Thompson, Rupert. “Never Anyone But You”, Other Press, 2018.
As many of you know, I read a lot. With that I must say that every once in a while a book comes along that knocks me out in the first sentence. Rupert Thompson’s “Never Anyone But You” did just that. In fact, I just closed the covers and I am still reeling because this is so much more than a book, it is a total experience and a literary tour de force. The story is based on the real-life love affair of two women and their story is one of the surrealist movement in Paris and the horrors of the world wars.
Before World War I, Suzanne Mahlerbe, a shy 17 year old who loves to draw and has the talent to do meets Lucie Schwob, the daughter of Jewish intellectuals when by chance they both happened to be in a provincial town in France. Suzanne is totally entranced Lucie and her brilliance. They begin a clandestine love affair all the while terrified that they will be discovered and then everyone is surprised when the mother of one marries the father of the other. Because they are “sisters”, they are finally free of suspicion, but desirous of somewhere that is more stimulating than the provinces. They move to Paris at a time of uneasiness when art, literature, and politics are explosive and war is on the horizon.
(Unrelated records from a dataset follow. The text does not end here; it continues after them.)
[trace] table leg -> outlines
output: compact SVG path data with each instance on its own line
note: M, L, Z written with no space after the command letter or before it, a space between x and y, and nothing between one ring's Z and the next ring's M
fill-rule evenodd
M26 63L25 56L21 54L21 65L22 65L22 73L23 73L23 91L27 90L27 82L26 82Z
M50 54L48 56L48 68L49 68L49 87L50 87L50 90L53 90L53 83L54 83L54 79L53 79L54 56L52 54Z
They themselves as Claude Cahun and Marcel Moore and enter the most glamorous social circles and meet the who’s who of the art and literary worlds. The two women produce provocative photographs that are still considered as such nowadays. Then in the 1930s, the rise of anti-Semitism and fascism caused them to they leave Paris for the island of Jersey where they create a campaign of propaganda against Hitler’s occupying forces that will put lives in jeopardy including their own. This is a love story about real people who played a part in history that had Rupert Thompson not written this book we would not have known about.
The story spans several decades and we meet the Paris Surrealists, go to Nazi-occupied Jersey, learn of heroic acts of resistance, and are part of an intense and forbidden love. Here is a story of a great
collaborative partnership formed by two brave women who dared to resist.
I particularly loved the emotion we feel when reading about Suzanne and Claude’s relationship since it wonderfully describes how it feels to love someone more than they love themselves and more than what seemed possible. We feel both the anguish and triumph of love without boundaries. This is my first Rupert Thompson book but it I certainly not going to remain alone. I found some kind of magic in his prose and I am to read whatever I can find by him.